In the evening I drove in pouring rain down to Ehnen on the Mosel and the German frontier, where I had last dined on a baking evening almost exactly two years ago, and where on this occasion I gave Gaston Thorn, Prime Minister of Luxembourg, a three-hour dinner. I discovered that he had been fairly well briefed, but not shown the paper, about the Clappier/Schulmann work, having received a visit the previous day from Clappier. Clappier had done Luxembourg and Rome, and Schulmann it appeared had been to Belgium, Holland and Denmark. Nobody, alas, had thought to go to Ireland.

WEDNESDAY, 5 JULY.
Luxembourg, Bonn and Brussels.

A difficult Commission meeting from 9.00 to 10.15. Ortoli tried to make a great row with Vredeling because of the insulting remarks which Vredeling had made about the French Government at a press conference in Rome following the breakdown of the Social Council, at which the French had been isolated and intransigent. Vredeling had some justification, although he had obviously blown off rather foolishly. What was striking on this occasion was that this hot-tempered, irascible man didn't rise much to Ortoli's complaint, which, as Francis told me subsequently, was a great disappointment to him. Vredeling confined himself to saying that he had been mistranslated, that he had used the Dutch word ‘dum', which he implausibly claimed meant ‘without reasons given', rather than, as one might assume, ‘stupid', ‘imbecile'. (I was subsequently assured by the Dutch Foreign Minister that what it meant was precisely ‘stupid', if not something stronger.)
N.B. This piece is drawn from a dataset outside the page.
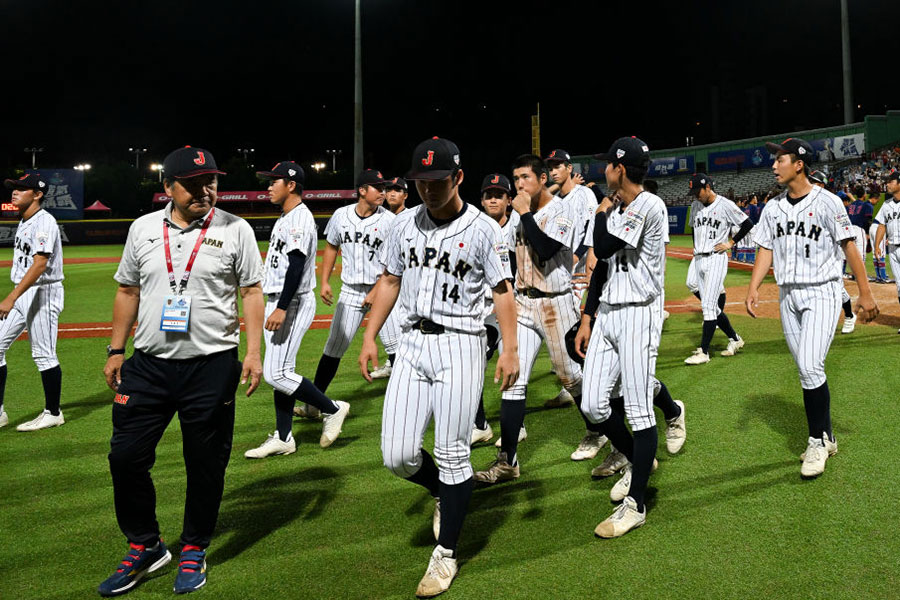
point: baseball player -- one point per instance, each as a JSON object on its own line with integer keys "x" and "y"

Crispin and I then left to motor to Bonn. Rather good country between Trier and Coblenz, though the weather was dismal as on every recent day. Bonn at 1 o'clock (German time) for lunch with Schmidt, for once not alone, but he with Schulmann and I with Crispin. This lasted until 3.40 and was immensely worthwhile. Schmidt began by saying, not altogether untypically, that he was feeling very unwell. He had got some bug in Zambia, as a result of which he could not eat much. He drank a rather eccentric mixture of port and coca-cola, and ate at least as much as I did, but this was because the meal was, by any standards, strictly inedible, and he was presumably used to it. At one stage he told us how he ran the whole of Germany from the Chancellery with a staff of, I think, thirty-eight, and it was at least clear that none of the thirty-eight was a qualified chef.

However, the conversation more than made up for this. He described his various plans for Bremen, and who had been consulted and who had not. I told him about Callaghan's slight sense of being left out and warned him he ought to try and deal with this. He gave us the paper, and also gave us some British paper which had been sent to them but of which I had never heard previously, and indeed never heard of again. We also talked about MTNs, about which he expressed some apprehension, having obviously been
pressurized by the Americans a little, as we had, and being quite willing to give way to them, but I said the moment for that had certainly not arisen. But it was altogether a highly satisfactory and friendly conversation, in which at one stage he went out of his way, which was peculiarly gracious for him, to say that I underestimated how much an influence I had had at our various meetings on the whole development of his thought on European monetary affairs and, indeed, European affairs in general.

Crispin and I then drove back in filthy weather to Brussels and went into the office for about an hour and a half. Ortoli insisted on coming to see me at 7.15 and I gave him a brief rundown on Bonn, including, with slight hesitation, showing but not giving him the Clappier/Schulmann paper. Schmidt had given it to me with great stress on secrecy, saying, which was true, that the Little Five, and indeed I believe the Italians, had not actually seen the paper, which made me a little hesitant about showing it to anyone else, particularly knowing the state of Schmidt/Ortoli relations.